Con l’approvazione del Decreto Dignità arriva anche una stretta sui contratti a termine. Per il governo è il primo passo verso la riduzione della precarietà: “la Waterloo del precariato”, addirittura, per il ministro Di Maio. Nel frattempo, le aziende accusano: diventa ancora più complessa e costosa la gestione dei rapporti a tempo determinato; mentre niente rende più conveniente l’instaurarsi di un rapporto a tempo indeterminato.

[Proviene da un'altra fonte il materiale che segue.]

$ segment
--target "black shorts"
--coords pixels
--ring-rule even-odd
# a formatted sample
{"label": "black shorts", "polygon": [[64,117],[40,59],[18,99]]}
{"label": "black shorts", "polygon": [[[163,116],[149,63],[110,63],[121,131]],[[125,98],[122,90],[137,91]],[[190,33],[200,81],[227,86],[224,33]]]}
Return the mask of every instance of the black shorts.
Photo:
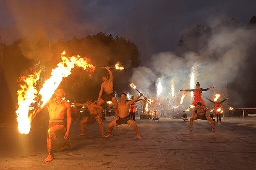
{"label": "black shorts", "polygon": [[105,93],[102,97],[102,99],[104,101],[112,101],[112,98],[113,97],[116,97],[116,95],[114,94],[114,92],[112,93]]}

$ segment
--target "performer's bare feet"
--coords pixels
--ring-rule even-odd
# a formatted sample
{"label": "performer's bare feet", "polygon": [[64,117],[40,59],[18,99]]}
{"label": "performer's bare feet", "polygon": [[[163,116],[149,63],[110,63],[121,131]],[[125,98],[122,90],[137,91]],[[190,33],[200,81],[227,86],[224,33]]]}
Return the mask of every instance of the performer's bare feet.
{"label": "performer's bare feet", "polygon": [[65,143],[65,145],[66,145],[66,146],[68,146],[68,147],[69,147],[68,149],[69,150],[71,150],[72,148],[73,148],[73,145],[71,143],[71,140],[68,140],[68,141],[66,141]]}
{"label": "performer's bare feet", "polygon": [[138,139],[142,139],[142,138],[142,138],[140,135],[137,135],[137,136],[138,136]]}
{"label": "performer's bare feet", "polygon": [[44,160],[44,162],[45,163],[48,162],[50,162],[50,161],[52,161],[54,160],[54,154],[50,153],[48,157],[47,157],[47,158]]}
{"label": "performer's bare feet", "polygon": [[79,135],[78,135],[78,136],[86,136],[86,134],[84,134],[84,133],[82,133]]}
{"label": "performer's bare feet", "polygon": [[108,134],[108,135],[105,136],[105,138],[111,137],[112,136],[112,134]]}

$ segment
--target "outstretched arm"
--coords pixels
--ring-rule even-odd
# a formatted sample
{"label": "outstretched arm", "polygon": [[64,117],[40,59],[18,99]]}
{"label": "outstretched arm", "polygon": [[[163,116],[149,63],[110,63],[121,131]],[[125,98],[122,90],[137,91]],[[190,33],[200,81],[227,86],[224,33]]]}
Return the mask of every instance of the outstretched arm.
{"label": "outstretched arm", "polygon": [[209,99],[208,98],[206,98],[206,100],[209,100],[210,101],[211,101],[212,102],[214,103],[214,104],[215,104],[216,102],[215,102],[214,101],[212,101],[212,100],[210,99]]}
{"label": "outstretched arm", "polygon": [[102,86],[100,87],[100,94],[98,94],[98,100],[97,100],[97,102],[98,102],[100,101],[100,99],[102,97],[102,94],[103,94],[103,91],[104,91],[104,88],[103,87],[103,85],[102,84]]}
{"label": "outstretched arm", "polygon": [[230,99],[229,97],[227,98],[226,99],[225,99],[223,100],[222,101],[220,102],[220,103],[222,103],[223,102],[226,101],[226,100],[228,100],[228,99]]}
{"label": "outstretched arm", "polygon": [[106,69],[108,71],[108,73],[110,73],[110,81],[113,81],[114,79],[114,76],[113,76],[113,73],[111,71],[111,70],[110,69],[109,67],[106,67]]}

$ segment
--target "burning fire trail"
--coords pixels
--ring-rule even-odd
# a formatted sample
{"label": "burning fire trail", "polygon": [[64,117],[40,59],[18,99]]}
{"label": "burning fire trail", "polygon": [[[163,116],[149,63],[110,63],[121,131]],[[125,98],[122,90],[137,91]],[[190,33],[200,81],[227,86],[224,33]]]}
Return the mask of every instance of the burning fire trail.
{"label": "burning fire trail", "polygon": [[[134,83],[132,83],[132,84],[130,85],[130,86],[134,89],[135,90],[137,90],[137,91],[138,92],[139,92],[140,93],[142,93],[140,92],[140,91],[138,90],[138,89],[137,89],[137,86],[136,86],[134,84]],[[147,100],[148,100],[148,102],[149,102],[150,104],[152,104],[154,100],[153,99],[148,99],[145,96],[143,95],[143,97],[144,97],[145,98],[145,99],[146,99]]]}
{"label": "burning fire trail", "polygon": [[[116,70],[124,70],[124,67],[120,66],[120,62],[118,62],[114,65],[116,67],[109,67],[110,68],[116,68]],[[106,67],[100,67],[100,68],[106,68]]]}
{"label": "burning fire trail", "polygon": [[[39,102],[37,108],[34,109],[34,113],[33,114],[36,113],[36,111],[37,109],[38,109],[38,108],[39,108],[39,107],[42,107],[44,104],[46,103],[47,101],[48,101],[52,98],[52,95],[54,93],[55,90],[59,86],[63,78],[68,77],[72,74],[71,71],[72,69],[74,68],[75,65],[76,65],[78,67],[82,67],[84,70],[86,70],[88,71],[90,71],[91,73],[95,70],[96,67],[92,64],[89,64],[88,62],[90,61],[90,60],[86,58],[80,58],[79,55],[78,55],[76,57],[72,56],[72,57],[69,57],[66,56],[66,51],[64,51],[62,53],[62,62],[59,63],[58,64],[58,67],[52,70],[52,77],[46,81],[43,87],[39,92],[39,94],[42,96],[42,99]],[[36,79],[34,79],[38,80],[40,78],[39,77],[40,74]],[[28,80],[28,81],[26,79],[25,80],[27,83],[29,83],[29,82],[32,81],[32,80]],[[32,83],[30,82],[30,84],[32,86],[32,88],[34,88],[34,83]],[[30,92],[30,88],[24,88],[24,91],[23,91],[22,93],[23,93],[24,94],[24,98],[26,99],[28,97],[29,95],[30,95],[30,93],[31,93],[31,92],[29,93],[29,94],[27,94],[28,93],[28,92]],[[36,93],[34,92],[34,94],[37,94],[37,91]],[[34,99],[36,98],[36,95],[33,97]],[[18,112],[17,112],[18,118],[19,116],[22,115],[22,118],[18,119],[19,127],[29,127],[30,128],[29,129],[27,129],[26,131],[24,130],[20,130],[20,131],[22,133],[28,134],[30,131],[30,122],[33,116],[33,114],[30,114],[30,115],[28,115],[29,111],[28,108],[22,109],[22,114],[21,113],[21,112],[20,111],[20,110],[22,109],[21,108],[23,108],[24,107],[26,107],[26,104],[24,104],[22,103],[22,99],[18,99],[20,108],[18,110],[19,111]],[[30,100],[28,100],[28,101],[26,101],[26,100],[26,100],[26,102],[28,103],[30,105],[31,105],[32,103],[34,102],[34,101]],[[28,104],[26,104],[27,106],[28,105]],[[21,121],[20,120],[22,120],[22,119],[26,119],[26,122],[24,122]]]}
{"label": "burning fire trail", "polygon": [[52,77],[47,80],[44,87],[39,92],[39,94],[42,96],[41,101],[42,102],[42,107],[48,101],[52,96],[55,90],[58,88],[62,82],[64,78],[68,77],[72,74],[72,69],[74,68],[75,65],[78,67],[82,67],[84,70],[94,72],[96,67],[92,64],[88,64],[90,59],[86,58],[84,59],[80,58],[80,56],[77,57],[72,56],[68,59],[66,56],[66,51],[62,54],[62,62],[58,64],[58,67],[52,70]]}
{"label": "burning fire trail", "polygon": [[175,84],[174,79],[170,80],[170,85],[172,86],[172,97],[174,97],[175,94]]}
{"label": "burning fire trail", "polygon": [[38,93],[36,89],[36,82],[39,80],[41,70],[28,77],[22,77],[20,79],[21,89],[18,91],[18,108],[16,111],[18,122],[18,130],[22,134],[27,134],[31,128],[31,119],[29,117],[30,110],[34,109],[31,104],[36,102]]}
{"label": "burning fire trail", "polygon": [[186,94],[185,93],[183,93],[182,94],[182,100],[180,100],[180,104],[183,104],[183,101],[184,100],[184,98],[185,98],[185,96],[186,96]]}
{"label": "burning fire trail", "polygon": [[220,94],[217,94],[216,95],[214,101],[216,101],[220,97]]}
{"label": "burning fire trail", "polygon": [[[191,89],[194,89],[196,86],[196,80],[198,76],[198,66],[194,65],[192,69],[192,72],[190,74],[190,88]],[[191,97],[192,98],[194,92],[191,92]]]}
{"label": "burning fire trail", "polygon": [[162,91],[162,79],[160,79],[158,84],[158,96],[159,97]]}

Innanzitutto, con il provvedimento ritorna la “causale“, cioè il motivo che giustifica la scadenza del contatto. Sarà obbligatoria per quelli con durata superiore ai 12 mesi. Dopo il primo rinnovo (ad ogni rinnovo scatterà un aumento dei contributi di 0,5 punti), si dovrà indicare in ogni caso (in pratica, il datore di lavoro dovrà comunicare un motivo valido e oggettivo per il prosieguo del rapporto “precario”), ossia a prescindere dalla durata del rapporto di lavoro. Anche quest’ultima viene toccata dalle misure: passa da 36 a 24 mesi. Cambia anche il numero massimo di proroghe che da 5 diventano 4.

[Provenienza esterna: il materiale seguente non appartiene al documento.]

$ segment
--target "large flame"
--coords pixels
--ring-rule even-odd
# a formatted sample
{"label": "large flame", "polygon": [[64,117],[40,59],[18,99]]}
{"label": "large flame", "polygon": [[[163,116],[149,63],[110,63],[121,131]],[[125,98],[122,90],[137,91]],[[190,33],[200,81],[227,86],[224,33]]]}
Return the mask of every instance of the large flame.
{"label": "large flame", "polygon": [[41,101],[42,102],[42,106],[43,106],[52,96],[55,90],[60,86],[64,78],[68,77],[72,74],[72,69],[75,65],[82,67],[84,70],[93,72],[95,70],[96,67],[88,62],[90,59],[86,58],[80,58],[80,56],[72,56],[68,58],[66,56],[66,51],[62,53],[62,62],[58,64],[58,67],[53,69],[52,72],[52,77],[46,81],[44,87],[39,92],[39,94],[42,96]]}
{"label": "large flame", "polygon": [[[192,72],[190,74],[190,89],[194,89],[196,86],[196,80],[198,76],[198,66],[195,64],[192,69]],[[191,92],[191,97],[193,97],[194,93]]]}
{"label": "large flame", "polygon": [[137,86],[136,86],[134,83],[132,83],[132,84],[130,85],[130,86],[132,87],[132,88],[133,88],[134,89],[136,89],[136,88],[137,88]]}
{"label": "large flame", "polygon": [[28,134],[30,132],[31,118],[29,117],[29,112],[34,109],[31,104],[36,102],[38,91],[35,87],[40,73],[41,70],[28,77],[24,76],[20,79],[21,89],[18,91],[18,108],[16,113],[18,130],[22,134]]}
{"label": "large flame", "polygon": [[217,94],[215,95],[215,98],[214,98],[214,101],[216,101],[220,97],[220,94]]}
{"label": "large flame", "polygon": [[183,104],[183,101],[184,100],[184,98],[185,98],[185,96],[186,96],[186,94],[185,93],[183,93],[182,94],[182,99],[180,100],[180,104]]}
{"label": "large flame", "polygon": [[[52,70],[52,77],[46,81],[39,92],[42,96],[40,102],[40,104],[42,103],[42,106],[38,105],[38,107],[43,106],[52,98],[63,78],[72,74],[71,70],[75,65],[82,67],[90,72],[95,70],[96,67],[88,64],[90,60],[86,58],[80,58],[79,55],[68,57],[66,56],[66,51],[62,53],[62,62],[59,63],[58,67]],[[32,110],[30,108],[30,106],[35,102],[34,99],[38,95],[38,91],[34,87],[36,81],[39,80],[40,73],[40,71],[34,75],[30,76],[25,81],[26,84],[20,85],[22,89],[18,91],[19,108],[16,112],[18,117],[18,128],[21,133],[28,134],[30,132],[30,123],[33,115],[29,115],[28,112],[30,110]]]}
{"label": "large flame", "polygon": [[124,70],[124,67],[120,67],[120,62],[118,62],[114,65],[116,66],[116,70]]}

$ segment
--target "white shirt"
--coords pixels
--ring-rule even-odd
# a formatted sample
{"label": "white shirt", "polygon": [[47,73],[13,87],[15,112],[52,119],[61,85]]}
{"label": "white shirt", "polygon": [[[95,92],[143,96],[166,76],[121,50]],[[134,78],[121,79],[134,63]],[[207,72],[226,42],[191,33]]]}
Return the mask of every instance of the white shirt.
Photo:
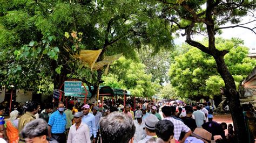
{"label": "white shirt", "polygon": [[147,141],[149,140],[151,138],[152,138],[153,136],[151,135],[147,135],[145,138],[144,139],[140,140],[138,143],[145,143]]}
{"label": "white shirt", "polygon": [[208,110],[207,110],[206,109],[205,109],[205,108],[204,108],[203,109],[201,109],[200,111],[202,111],[205,115],[206,114],[206,117],[205,117],[205,121],[206,122],[207,122],[208,121],[208,118],[207,117],[208,117]]}
{"label": "white shirt", "polygon": [[173,137],[177,140],[179,140],[181,132],[187,133],[191,130],[187,125],[179,120],[176,119],[171,117],[165,117],[164,119],[170,120],[173,124],[174,126],[173,131],[174,132],[174,135]]}
{"label": "white shirt", "polygon": [[204,120],[206,119],[205,114],[202,111],[197,110],[193,112],[193,115],[194,116],[197,126],[201,128],[202,125],[204,124]]}
{"label": "white shirt", "polygon": [[70,127],[69,129],[69,136],[68,137],[68,143],[84,143],[91,142],[90,130],[88,126],[81,123],[78,128],[76,127],[76,124]]}
{"label": "white shirt", "polygon": [[133,142],[136,143],[145,138],[146,136],[146,130],[143,130],[143,128],[145,127],[145,121],[142,119],[142,122],[140,125],[139,124],[137,120],[134,120],[133,123],[136,127]]}
{"label": "white shirt", "polygon": [[[179,117],[180,118],[182,118],[182,117],[186,117],[186,116],[187,116],[187,113],[186,112],[186,110],[185,110],[185,111],[182,111],[181,113],[179,115]],[[193,115],[192,115],[192,119],[194,119],[194,116]]]}

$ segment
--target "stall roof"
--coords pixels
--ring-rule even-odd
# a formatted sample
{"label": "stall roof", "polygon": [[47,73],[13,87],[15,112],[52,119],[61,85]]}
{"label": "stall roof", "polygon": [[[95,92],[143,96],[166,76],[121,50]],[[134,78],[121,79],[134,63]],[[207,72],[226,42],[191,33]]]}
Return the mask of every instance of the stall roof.
{"label": "stall roof", "polygon": [[[86,90],[88,92],[87,95],[87,98],[90,98],[92,96],[91,92],[89,91],[89,89],[87,86],[85,87],[86,88]],[[74,96],[77,97],[85,97],[85,94],[86,94],[85,90],[84,90],[84,87],[82,86],[81,87],[82,94],[65,94],[65,96]],[[93,90],[93,87],[91,86],[92,90]],[[126,96],[131,96],[131,91],[129,90],[125,90],[119,88],[111,88],[109,86],[104,86],[101,85],[99,87],[99,95],[103,95],[104,96],[113,96],[114,95],[117,96],[124,96],[124,95]]]}

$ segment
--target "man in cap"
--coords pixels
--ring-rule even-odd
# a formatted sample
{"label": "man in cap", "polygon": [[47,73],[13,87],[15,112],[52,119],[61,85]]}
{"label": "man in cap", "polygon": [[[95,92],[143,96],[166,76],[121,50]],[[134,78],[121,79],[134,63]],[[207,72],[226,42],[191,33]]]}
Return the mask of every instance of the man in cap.
{"label": "man in cap", "polygon": [[75,113],[75,124],[70,127],[68,137],[68,143],[91,142],[88,126],[82,122],[83,113]]}
{"label": "man in cap", "polygon": [[145,106],[143,106],[140,110],[142,110],[142,113],[143,114],[143,116],[142,117],[142,119],[144,119],[149,116],[150,113],[146,111],[146,108]]}
{"label": "man in cap", "polygon": [[[184,142],[186,138],[191,134],[191,130],[183,122],[179,120],[176,119],[171,117],[172,109],[170,106],[165,106],[162,108],[163,116],[165,120],[169,120],[173,123],[174,126],[174,139],[176,141]],[[179,140],[181,132],[185,132],[184,137]]]}
{"label": "man in cap", "polygon": [[201,107],[200,111],[202,111],[205,115],[205,122],[208,121],[208,110],[204,107],[203,104],[199,104],[199,106]]}
{"label": "man in cap", "polygon": [[133,119],[132,113],[130,112],[130,109],[131,108],[129,107],[128,105],[125,105],[125,108],[124,109],[124,113],[128,115],[128,116],[131,117],[132,119]]}
{"label": "man in cap", "polygon": [[135,113],[136,120],[133,120],[136,130],[134,134],[133,142],[136,143],[146,137],[146,131],[143,128],[145,127],[145,121],[142,119],[143,114],[140,110],[137,110]]}
{"label": "man in cap", "polygon": [[47,123],[43,119],[33,120],[26,124],[21,131],[21,134],[26,142],[58,142],[53,138],[47,139]]}
{"label": "man in cap", "polygon": [[66,118],[64,112],[64,103],[59,102],[58,104],[58,110],[50,117],[48,122],[48,137],[53,138],[59,142],[66,141]]}
{"label": "man in cap", "polygon": [[151,113],[154,115],[154,116],[157,116],[157,119],[158,120],[161,120],[162,119],[162,117],[161,117],[161,115],[159,113],[157,112],[157,107],[153,106],[151,108]]}
{"label": "man in cap", "polygon": [[147,142],[170,143],[175,141],[173,139],[174,127],[172,122],[168,120],[160,120],[156,124],[155,128],[158,138],[154,137]]}
{"label": "man in cap", "polygon": [[95,116],[95,126],[96,127],[97,130],[96,141],[99,136],[99,120],[100,120],[100,118],[102,118],[102,113],[98,111],[99,110],[99,108],[96,105],[95,105],[92,108],[92,114]]}
{"label": "man in cap", "polygon": [[146,130],[146,134],[147,135],[144,139],[141,140],[138,142],[138,143],[146,142],[152,137],[156,135],[154,126],[158,122],[158,121],[159,120],[156,116],[152,114],[149,115],[145,119],[145,129]]}
{"label": "man in cap", "polygon": [[99,121],[103,143],[132,143],[135,126],[132,118],[123,113],[113,112]]}
{"label": "man in cap", "polygon": [[95,117],[90,111],[90,106],[85,104],[82,107],[84,116],[82,118],[83,123],[86,124],[90,128],[90,137],[93,142],[96,141],[97,128],[95,124]]}
{"label": "man in cap", "polygon": [[[213,118],[213,116],[212,113],[213,113],[213,107],[211,105],[211,102],[207,102],[207,106],[205,107],[205,109],[208,111],[208,119]],[[209,119],[210,120],[210,119]],[[212,120],[212,119],[210,119]]]}
{"label": "man in cap", "polygon": [[197,106],[197,110],[193,112],[193,115],[194,116],[194,119],[196,120],[196,123],[197,123],[197,126],[198,127],[202,127],[202,125],[205,123],[205,115],[202,111],[200,111],[201,110],[201,107],[199,105]]}
{"label": "man in cap", "polygon": [[129,112],[132,114],[132,119],[134,119],[134,113],[133,112],[133,111],[132,111],[131,109],[132,108],[131,106],[131,105],[130,104],[128,104],[128,106],[130,107],[130,109],[129,109]]}

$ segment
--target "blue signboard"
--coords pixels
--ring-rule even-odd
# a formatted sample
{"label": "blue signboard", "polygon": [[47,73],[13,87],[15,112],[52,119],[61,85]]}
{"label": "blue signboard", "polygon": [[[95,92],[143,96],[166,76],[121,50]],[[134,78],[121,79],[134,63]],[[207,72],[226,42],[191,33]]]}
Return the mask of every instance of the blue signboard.
{"label": "blue signboard", "polygon": [[65,81],[64,92],[70,94],[82,93],[82,81]]}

Contratto a tempo determinato e decreto dignità, cosa cambia

Inoltre, da adesso in poi, le regole che valgono per i contratti a tempo determinato saranno applicate anche a quelli che vengono stipulati tra lavoratori e agenzie interinali. Stessa cosa per i lavoratori stagionali; dunque, come i lavoratori a tempo indeterminato e gli interinali non potranno superare il 20% dell’organico totale. Questo uno dei punti che scontenta di più gli imprenditori, preoccupati per le ripercussioni che tale paletto potrebbe avere durante i picchi di attività.

In parallelo, diventa sempre più difficile per le aziende ottenere aiuti e agevolazioni; a ciò si aggiunge un maggiore rischio di perdere gli incentivi ottenuti. Insomma, le imprese che diminuiscono il livello di occupazione devono restituire gli importi su cui potevano contare.